The EU cannot count

The economic blow dealt by Brexit will be four times greater in the UK than the EU, according to the latest forecasts by Brussels.

A month into the new relationship, the European commission said the UK’s exit on the terms agreed by Boris Johnson’s government would generate a loss in gross domestic product (GDP) by the end of 2022 of about 2.25% in the UK compared with continued membership. In contrast, the hit for the EU is estimated to be about 0.5% over the same period.

EU GDP is about $18 trillion, 0.5% of that is $90 billion.

UK GDP is about $2.2 trillion (ignore this past year). 2.25% of that is $49.5 billion.

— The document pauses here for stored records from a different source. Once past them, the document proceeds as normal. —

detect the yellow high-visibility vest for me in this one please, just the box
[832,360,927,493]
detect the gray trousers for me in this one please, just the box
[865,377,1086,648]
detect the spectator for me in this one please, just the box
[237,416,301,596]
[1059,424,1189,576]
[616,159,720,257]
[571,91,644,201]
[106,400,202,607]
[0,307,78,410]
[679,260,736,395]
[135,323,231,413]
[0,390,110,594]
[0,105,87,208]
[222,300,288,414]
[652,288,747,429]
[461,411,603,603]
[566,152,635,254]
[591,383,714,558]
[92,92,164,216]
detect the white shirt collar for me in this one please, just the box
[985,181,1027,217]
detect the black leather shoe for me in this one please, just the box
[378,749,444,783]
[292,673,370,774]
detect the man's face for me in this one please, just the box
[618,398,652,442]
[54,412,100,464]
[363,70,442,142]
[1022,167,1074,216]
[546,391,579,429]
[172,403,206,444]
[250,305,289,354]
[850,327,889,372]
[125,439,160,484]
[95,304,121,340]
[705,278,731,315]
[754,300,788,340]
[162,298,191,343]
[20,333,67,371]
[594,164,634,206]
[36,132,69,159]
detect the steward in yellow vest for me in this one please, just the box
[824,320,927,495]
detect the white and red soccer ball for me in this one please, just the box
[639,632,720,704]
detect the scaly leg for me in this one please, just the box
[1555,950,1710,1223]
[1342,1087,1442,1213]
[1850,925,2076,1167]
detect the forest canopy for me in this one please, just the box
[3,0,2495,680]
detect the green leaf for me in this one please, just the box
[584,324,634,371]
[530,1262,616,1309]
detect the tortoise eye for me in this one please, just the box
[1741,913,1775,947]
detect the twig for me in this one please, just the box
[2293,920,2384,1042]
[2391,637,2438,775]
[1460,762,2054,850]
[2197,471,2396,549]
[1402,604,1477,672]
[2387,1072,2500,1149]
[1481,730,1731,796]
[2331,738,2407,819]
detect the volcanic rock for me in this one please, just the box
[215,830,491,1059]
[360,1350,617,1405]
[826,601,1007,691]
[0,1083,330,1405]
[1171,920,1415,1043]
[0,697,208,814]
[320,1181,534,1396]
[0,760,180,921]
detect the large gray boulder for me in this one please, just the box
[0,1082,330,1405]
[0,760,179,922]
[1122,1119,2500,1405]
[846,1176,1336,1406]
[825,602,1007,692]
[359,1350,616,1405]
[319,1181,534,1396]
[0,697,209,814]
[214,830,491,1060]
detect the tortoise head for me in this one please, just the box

Brexit will be twice as expensive for the EU as it is for the UK.

14 thoughts on “The EU cannot count”

  1. Isn’t that steady state economics, assuming that there is no change in trade patterns from no longer having tariff-free access to Estonia, Latvia, Bulgaria, Romania, Croatia etc? When you look at the composition of the EU, you cannot help but be overwhelmed by the economic might of 7/8 of its members

  2. So Much For Subtlety

    Of course they can count. They are just not honest. So they need to make it sound like they are winning and Britain is losing.

    Whereas the truth is the money is irrelevant. We got rid of those cunts in Brussels and they got left with them. The value of that? Priceless.

  3. Just routine EU lying.

    Indeed routine govt lying.

    At the moment Johnson’s lies are far more numerous and even more clumsy than the EU’s.

    Even the fucking EU isn’t crass enough to have posters up saying “Act like you are losing”.

  4. The economic blow dealt by Brexit will be four times greater in the UK than the EU, according to the latest forecasts by Brussels.

    “Brexit less of a problem for the EU, so there!”, says the EU

  5. Worth pointing out that the EU doesn’t trade with the UK. Individual companies in individual countries in the EU trade with individual companies in the UK. Most people in the UK won’t be affected by Brexit. UK’s a net importer & there will be substitution of imports. Most people in the EU won’t be either. The loss will be imposed on individual companies in individual countries. Thus division is sown Which the EU has to cope with.
    All in all a net gain we can all relish

  6. Spot on, BIS. I wonder how deep the trade connections that UK companies have built up with the EU 27 minus about 6 countries, compared with the links with US, India, Singapore, Hong Kong, Canada etc. Those links matter when the world economy is getting battered.

  7. Have they taken into account the cost to the richer nations in the EU of the next bail-out when one of the poorer EU nations goes tits-up?

    The UK will be spared that cost.

  8. That $18 trillion figure seems dubiously high. Are we really saying that the EU, sans the UK, has a GDP c.9x that of the UK? Seems unlikely.

  9. Bloke in North Dorset

    As if we didn’t know, we’re getting to see who the EU’s friends really are – soft on Russia, soft on China, hard on UK.

  10. Brexit will be twice as expensive for the EU as it is for the UK.

    Tsk, tsk, Tim. I’m pretty sure I’ve seen you complain when the (say) Guardian swops between percentages and totals for convenience or stupidity.

    Taking the EU’s figures at face value (never a good idea) then of course we suffer a worse economic blow at 2.25% of GDP vs 0.5% for them.

  11. @PJF
    But with this you have to look at the money, not the %. Which is I imagine the point of the post. EU GDP happens in a lot of countries don’t trade much with the UK. And as I said above. The EU doesn’t trade with the UK at all.

  12. @ PJF
    The Grauniad missed out the word “proportionately” from both the headline and the text.
    Perhaps they are both innumerate and illiterate or perhaps they are lying to imply a greater effect and hope no-one will pick them up on it.